If left unchecked, stormwater can add pollutants like soil, nutrients (nitrogen and phosphorus), and pathogens into our streams and rivers. This may lead to health impacts, unsightly and unpleasantly smelling waterways, and a degraded environment. That is why there are laws in place for proper management of stormwater runoff. In this article, we will give a brief overview of those laws, with a special focus on municipal ordinances and the important role they play in stormwater management.

Background Legislation

The Pennsylvania Storm Water Management Act of 1978, also known as Act 167, provides the legal basis for stormwater management in the Commonwealth. The Act requires that counties within designated watersheds develop stormwater management plans, and that each affected municipality adopt specific stormwater ordinances to implement their Act 167 plan.

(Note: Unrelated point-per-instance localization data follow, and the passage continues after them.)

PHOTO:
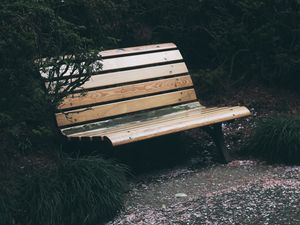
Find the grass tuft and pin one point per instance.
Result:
(79, 191)
(276, 140)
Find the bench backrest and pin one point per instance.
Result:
(131, 80)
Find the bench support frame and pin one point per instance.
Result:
(216, 133)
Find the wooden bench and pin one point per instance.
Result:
(141, 92)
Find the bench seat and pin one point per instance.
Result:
(146, 125)
(140, 93)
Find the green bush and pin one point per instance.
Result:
(79, 191)
(7, 205)
(250, 39)
(276, 140)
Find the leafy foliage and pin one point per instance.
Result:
(250, 39)
(78, 191)
(277, 139)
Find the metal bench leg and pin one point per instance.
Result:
(216, 133)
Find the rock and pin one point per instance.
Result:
(181, 195)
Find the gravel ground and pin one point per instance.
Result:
(242, 192)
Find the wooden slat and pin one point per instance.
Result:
(141, 60)
(134, 75)
(133, 61)
(137, 116)
(137, 123)
(119, 108)
(138, 49)
(133, 125)
(127, 91)
(168, 127)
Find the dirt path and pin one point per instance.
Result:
(242, 192)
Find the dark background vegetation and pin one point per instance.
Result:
(228, 44)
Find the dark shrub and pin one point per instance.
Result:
(78, 191)
(277, 139)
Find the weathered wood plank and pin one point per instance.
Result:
(119, 108)
(126, 91)
(138, 49)
(155, 120)
(131, 61)
(163, 128)
(153, 72)
(138, 116)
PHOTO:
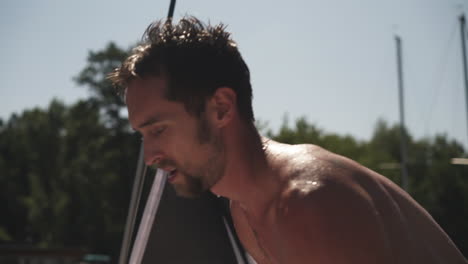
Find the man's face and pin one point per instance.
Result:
(177, 142)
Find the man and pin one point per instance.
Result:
(188, 93)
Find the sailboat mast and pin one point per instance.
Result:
(404, 171)
(462, 34)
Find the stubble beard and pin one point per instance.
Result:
(209, 173)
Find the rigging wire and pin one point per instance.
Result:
(438, 79)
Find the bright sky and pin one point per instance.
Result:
(333, 62)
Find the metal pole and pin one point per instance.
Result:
(462, 31)
(133, 207)
(404, 171)
(136, 191)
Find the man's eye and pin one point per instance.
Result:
(158, 131)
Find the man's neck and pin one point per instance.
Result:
(249, 178)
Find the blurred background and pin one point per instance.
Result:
(323, 72)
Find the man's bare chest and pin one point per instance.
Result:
(259, 237)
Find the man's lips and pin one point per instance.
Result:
(171, 175)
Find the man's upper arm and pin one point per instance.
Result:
(337, 223)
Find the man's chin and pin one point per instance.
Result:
(183, 191)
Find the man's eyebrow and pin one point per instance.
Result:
(148, 122)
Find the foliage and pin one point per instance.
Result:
(66, 171)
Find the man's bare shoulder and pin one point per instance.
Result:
(324, 214)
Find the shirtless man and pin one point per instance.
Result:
(188, 93)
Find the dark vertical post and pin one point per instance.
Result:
(404, 171)
(170, 14)
(462, 31)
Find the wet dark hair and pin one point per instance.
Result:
(195, 58)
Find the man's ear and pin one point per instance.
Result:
(223, 106)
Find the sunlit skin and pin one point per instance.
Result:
(290, 203)
(174, 140)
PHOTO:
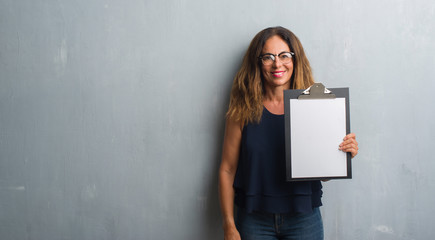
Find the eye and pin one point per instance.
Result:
(268, 58)
(285, 56)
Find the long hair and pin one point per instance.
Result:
(246, 100)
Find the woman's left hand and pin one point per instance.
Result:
(349, 144)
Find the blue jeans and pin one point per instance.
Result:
(268, 226)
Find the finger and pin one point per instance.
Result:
(348, 147)
(349, 141)
(349, 136)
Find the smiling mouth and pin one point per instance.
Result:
(278, 73)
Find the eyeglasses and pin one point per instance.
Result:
(284, 57)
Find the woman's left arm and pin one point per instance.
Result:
(349, 144)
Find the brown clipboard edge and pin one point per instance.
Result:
(294, 94)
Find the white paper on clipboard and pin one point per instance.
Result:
(319, 126)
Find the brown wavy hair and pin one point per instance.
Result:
(246, 100)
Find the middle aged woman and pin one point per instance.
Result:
(252, 171)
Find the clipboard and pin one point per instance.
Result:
(316, 121)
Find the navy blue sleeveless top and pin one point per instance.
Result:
(260, 182)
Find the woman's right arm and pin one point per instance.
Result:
(227, 172)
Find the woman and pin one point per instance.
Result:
(252, 171)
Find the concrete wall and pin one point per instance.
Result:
(112, 113)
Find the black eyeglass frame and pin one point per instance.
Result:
(275, 55)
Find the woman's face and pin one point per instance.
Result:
(277, 74)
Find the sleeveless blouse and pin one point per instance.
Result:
(260, 182)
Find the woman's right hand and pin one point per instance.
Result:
(231, 233)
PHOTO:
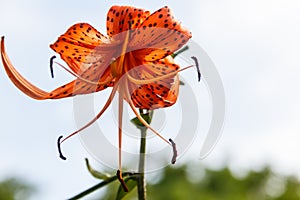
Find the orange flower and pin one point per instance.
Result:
(134, 59)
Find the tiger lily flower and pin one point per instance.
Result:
(134, 59)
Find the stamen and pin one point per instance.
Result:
(51, 65)
(147, 81)
(174, 151)
(59, 148)
(81, 78)
(197, 66)
(120, 178)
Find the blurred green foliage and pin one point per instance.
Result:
(15, 189)
(177, 184)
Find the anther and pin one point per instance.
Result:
(59, 149)
(51, 65)
(197, 66)
(120, 178)
(174, 151)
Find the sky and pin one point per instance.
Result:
(253, 44)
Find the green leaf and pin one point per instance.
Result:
(96, 173)
(131, 183)
(147, 117)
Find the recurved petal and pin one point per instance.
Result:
(76, 87)
(82, 45)
(123, 18)
(18, 80)
(159, 35)
(159, 93)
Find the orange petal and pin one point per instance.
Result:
(123, 18)
(82, 45)
(153, 96)
(78, 86)
(159, 94)
(159, 36)
(18, 80)
(71, 89)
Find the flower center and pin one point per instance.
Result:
(117, 65)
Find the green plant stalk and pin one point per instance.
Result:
(100, 185)
(141, 183)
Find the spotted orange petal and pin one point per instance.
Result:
(156, 94)
(159, 35)
(78, 47)
(124, 18)
(73, 88)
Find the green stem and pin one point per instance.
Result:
(99, 185)
(141, 179)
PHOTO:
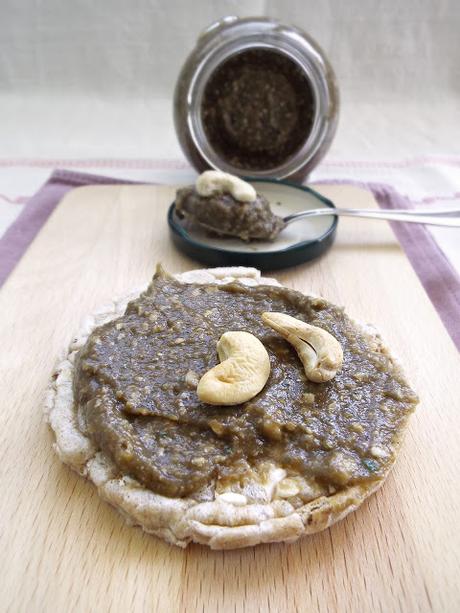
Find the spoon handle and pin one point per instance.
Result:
(437, 217)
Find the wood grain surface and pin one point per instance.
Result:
(63, 549)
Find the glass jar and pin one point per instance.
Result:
(258, 98)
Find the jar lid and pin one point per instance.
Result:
(256, 97)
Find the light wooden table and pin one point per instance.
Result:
(63, 549)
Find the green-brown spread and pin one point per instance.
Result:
(258, 109)
(223, 215)
(135, 388)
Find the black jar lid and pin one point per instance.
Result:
(301, 241)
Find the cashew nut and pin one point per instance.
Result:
(320, 353)
(242, 373)
(214, 181)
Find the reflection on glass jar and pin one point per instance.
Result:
(256, 98)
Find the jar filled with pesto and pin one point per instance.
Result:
(257, 98)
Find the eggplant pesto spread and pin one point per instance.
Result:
(135, 389)
(258, 109)
(223, 215)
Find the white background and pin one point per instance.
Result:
(92, 79)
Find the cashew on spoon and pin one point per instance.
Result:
(215, 181)
(242, 373)
(320, 353)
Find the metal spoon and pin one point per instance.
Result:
(438, 217)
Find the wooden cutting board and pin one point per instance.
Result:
(63, 549)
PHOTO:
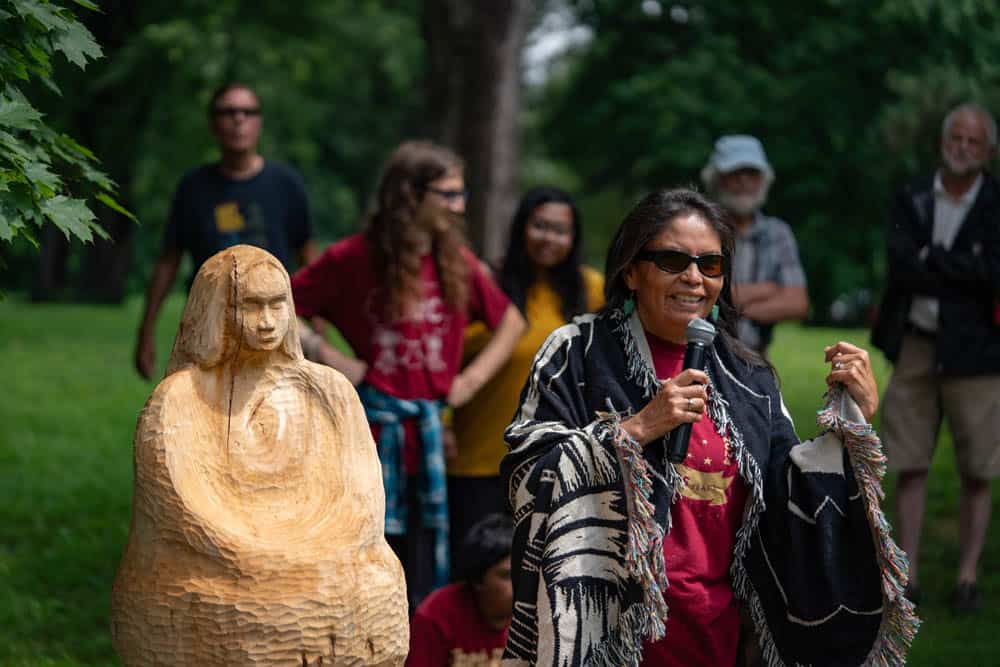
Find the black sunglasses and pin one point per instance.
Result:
(232, 112)
(712, 265)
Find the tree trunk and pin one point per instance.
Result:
(474, 86)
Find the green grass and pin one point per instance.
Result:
(66, 475)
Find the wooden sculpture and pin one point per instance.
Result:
(258, 510)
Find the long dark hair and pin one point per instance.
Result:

There are 376 stormwater management watersheds designated across Pennsylvania, and 2,566 municipalities contained within. This set-up allows for various municipalities and counties to work together and individually to address their stormwater management concerns. Some of these municipalities are required to obtain a Municipal Separate Storm Sewer System (MS4) permit, which comes with its own set of requirements. But for the others, the development of a stormwater ordinance is the best line of defense in minimizing the negative effects of stormwater runoff.

Stormwater Ordinances

An ordinance is a piece of legislation put in place by a municipality to set rules for a specific activity. For instance, most municipalities in the state have a zoning ordinance that outlines what activities can take place in each zoning district, such as residential homes, industrial warehouses, and commercial shopping centers. The ordinance may include height restrictions, required number of parking spaces, and the penalties for violating the content of the ordinance.

Act 167 requires municipalities to “adopt or amend, and shall implement such ordinances and regulations, including zoning, subdivision and development, building code, and erosion and sedimentation ordinances, as are necessary to regulate development within the municipality in a manner consistent with the applicable watershed storm water plan and the provisions of this act.”

A municipality may or may not refer to their ordinance specifically as a “stormwater management ordinance,” yet the purpose is to do just that. The content may vary from one municipality to another, but the overall goal is to minimize the pollutants entering stormwater and to reduce the amount of polluted stormwater entering a municipality’s waterways. It may do this by restricting what types of chemicals can be used near streams, designating stormwater best management practices (BMPs) that must be used on construction sites or in new housing developments, and setting fines and other penalties for those who pollute stormwater runoff.

Resources for Creating an Ordinance

The PA Department of Environmental Protection (DEP) was directed under Act 167 to create a model stormwater ordinance. This is a good place to start in developing your own, but remember that each municipality has its own unique conditions that will need to be considered. It is highly recommended that you consult your solicitor to ensure that the document’s contents are applicable with other municipal code. Other sample ordinances can be found with a quick Google search.